Q: How did you get into singing?
My parents met doing a music degree so music has always been a huge part of family life. I started playing the trumpet and apparently sang around the house all the time. Dad thought I better have some lessons, it just went from there.

Q: Solo, chamber or choral – what is your favourite?
I don’t sing as much choral music as I used to, but I still love listening to choirs, I snap up any opportunity to do that. My big love is English song and French Melodie. It has been brilliant getting stuck into some operatic arias for this concert, I look forward to delving into more of this repertoire as my voice matures – it still has a long way to go!

Q: Your favourite singer?
This is a really difficult question. I have a huge amount of respect for the work of Joyce Didanato; my number one singer at the moment (changes all the time) is Anna Netrebko, her live    recording of La Boheme on Spotify is sublime.

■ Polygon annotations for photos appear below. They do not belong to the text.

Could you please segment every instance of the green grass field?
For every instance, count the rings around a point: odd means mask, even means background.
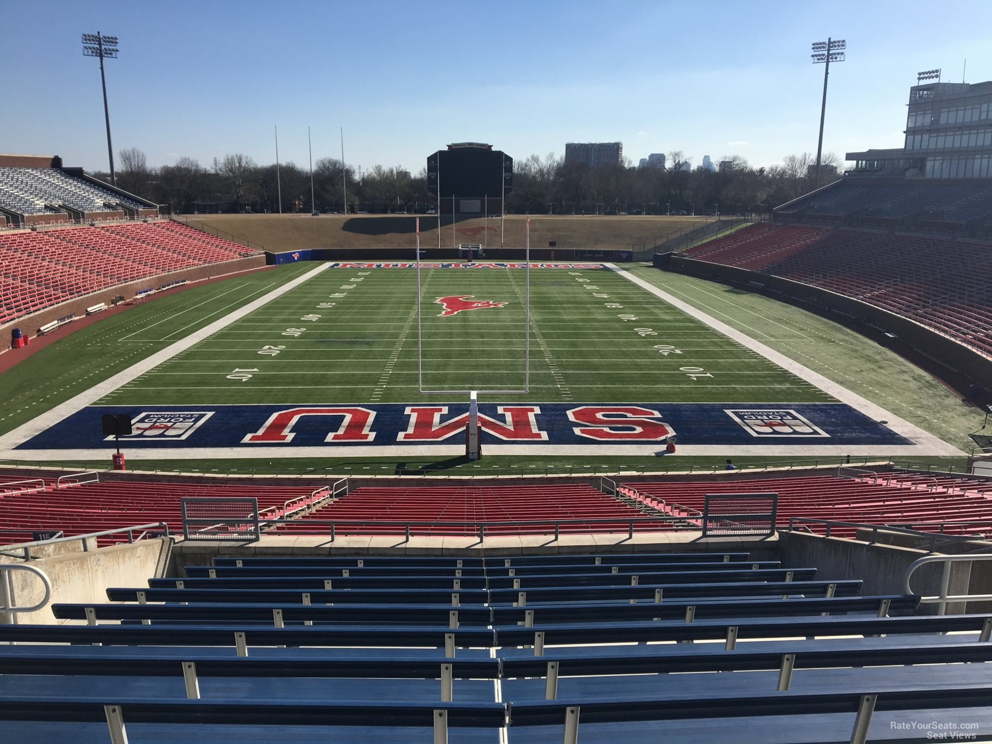
[[[317,266],[284,266],[191,288],[67,335],[0,376],[0,385],[9,391],[0,403],[0,434]],[[955,446],[967,447],[967,434],[981,425],[977,410],[922,370],[853,331],[759,295],[648,267],[629,269],[632,276],[661,287]],[[111,386],[92,404],[143,409],[464,403],[466,396],[461,393],[419,392],[416,281],[416,272],[408,269],[328,268],[129,382]],[[527,394],[482,394],[480,401],[539,405],[836,402],[819,387],[651,295],[620,273],[535,269],[530,292],[530,365],[525,374],[525,272],[425,269],[424,389],[521,390],[527,379]],[[506,305],[438,315],[442,307],[434,302],[436,298],[466,295]],[[219,457],[190,454],[184,459],[176,453],[168,460],[143,455],[136,447],[128,453],[133,467],[254,468],[273,462],[271,454],[253,456],[250,448]],[[277,456],[279,467],[333,469],[347,463],[349,470],[427,465],[561,467],[589,461],[588,457],[537,451],[487,455],[481,465],[385,450],[379,456],[335,452],[314,457],[288,448]],[[751,453],[735,457],[739,463],[776,459],[783,457]],[[615,469],[651,468],[659,463],[651,455],[616,455],[605,449],[594,460]],[[679,454],[666,458],[665,467],[713,460],[709,454]],[[941,460],[956,461],[929,458]]]
[[[425,270],[422,284],[425,389],[523,389],[525,272]],[[329,269],[97,404],[413,402],[416,290],[410,270]],[[509,305],[438,316],[434,299],[452,295]],[[154,344],[175,333],[160,322],[116,340]],[[533,270],[530,340],[531,392],[500,401],[828,400],[609,271]],[[659,353],[661,344],[673,353]]]

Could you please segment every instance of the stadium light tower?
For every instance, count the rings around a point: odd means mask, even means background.
[[[110,110],[107,108],[107,78],[103,74],[103,59],[117,59],[117,37],[95,34],[82,35],[82,56],[100,58],[100,82],[103,84],[103,118],[107,122],[107,156],[110,158],[110,183],[117,186],[114,174],[114,147],[110,144]]]
[[[819,188],[819,161],[823,153],[823,118],[826,116],[826,80],[830,74],[830,62],[844,62],[847,42],[843,39],[827,38],[825,42],[813,42],[813,64],[823,64],[823,102],[819,107],[819,141],[816,143],[816,187]]]

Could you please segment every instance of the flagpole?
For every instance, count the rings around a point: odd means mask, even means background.
[[[531,220],[527,220],[527,250],[524,254],[527,282],[527,315],[524,320],[524,390],[531,392]]]
[[[283,182],[279,177],[279,127],[275,124],[272,128],[276,132],[276,188],[279,190],[279,213],[283,213]]]
[[[437,234],[440,234],[438,218]],[[424,392],[424,350],[421,347],[421,218],[417,218],[417,386]]]

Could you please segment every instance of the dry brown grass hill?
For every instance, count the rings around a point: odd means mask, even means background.
[[[308,248],[405,248],[415,245],[415,216],[400,214],[189,214],[193,226],[206,225],[264,246],[268,251]],[[524,215],[507,215],[502,243],[523,247]],[[547,248],[556,241],[562,249],[630,249],[691,228],[705,217],[689,216],[531,216],[531,247]],[[213,230],[210,230],[213,232]],[[442,224],[440,244],[500,245],[500,220],[469,219]],[[421,245],[437,246],[437,218],[421,215]],[[254,247],[254,246],[253,246]]]

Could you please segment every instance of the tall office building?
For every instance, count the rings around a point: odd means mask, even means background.
[[[648,165],[660,171],[665,170],[665,153],[652,153],[648,156]]]
[[[904,147],[847,153],[848,177],[992,177],[992,80],[914,85],[908,108]]]
[[[564,163],[582,163],[589,168],[623,164],[622,142],[566,142]]]

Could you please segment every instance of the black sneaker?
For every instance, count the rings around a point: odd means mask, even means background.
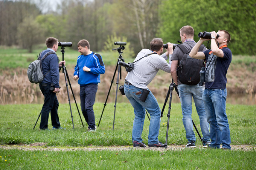
[[[146,146],[146,145],[143,142],[140,143],[137,141],[134,141],[133,142],[133,147],[145,147]]]
[[[46,128],[45,129],[40,129],[40,130],[41,131],[49,131],[49,132],[50,132],[50,130],[48,128]]]
[[[89,128],[87,129],[87,131],[86,132],[94,132],[96,130],[95,129],[91,129],[91,128]]]
[[[149,147],[164,147],[165,145],[161,142],[155,144],[148,144]]]
[[[207,147],[210,144],[211,142],[204,141],[203,142],[203,147]]]
[[[53,130],[55,130],[55,129],[63,129],[65,130],[65,129],[66,129],[66,128],[63,128],[61,126],[59,126],[59,128],[55,128],[55,127],[53,126],[52,127],[52,129]]]
[[[190,142],[188,142],[186,146],[186,147],[187,148],[195,148],[197,147],[197,146],[195,146],[195,142],[192,141]]]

Q: One of your ‘top ten pieces’ that you would like to sing one day?
Without a doubt ‘Rule Brittania’ at the last night of the Proms.

Q: Hardest piece you’ve ever sung?
Bach Cantatas are fiendishly difficult so any of them that I have learnt.

Q: Best concert experience as a soloist?
I was extremely honoured to be asked to sing at Geoffery Burgons memorial concert at St John Smiths Square. He had written for our Chapel Choir at school not long before he passed away. To be able to honour him in such a fantastic space was incredible – I will never forget that.

Q: Worst moment in your musical career?
The first concert I was ever asked to sing in as a soloist (I was 12) I cried for half an hour beforehand – Mum had to drag me on!

Q: What music do you like to listen to – apart from classical?
Jazz is my other passion – there is always jazz playing at home.

Q: Best piece of advice you’ve received in your career?
The best piece of advice I ever received was “It’s not the best musicians who make it to the top it’s the people who are the easiest to work with”.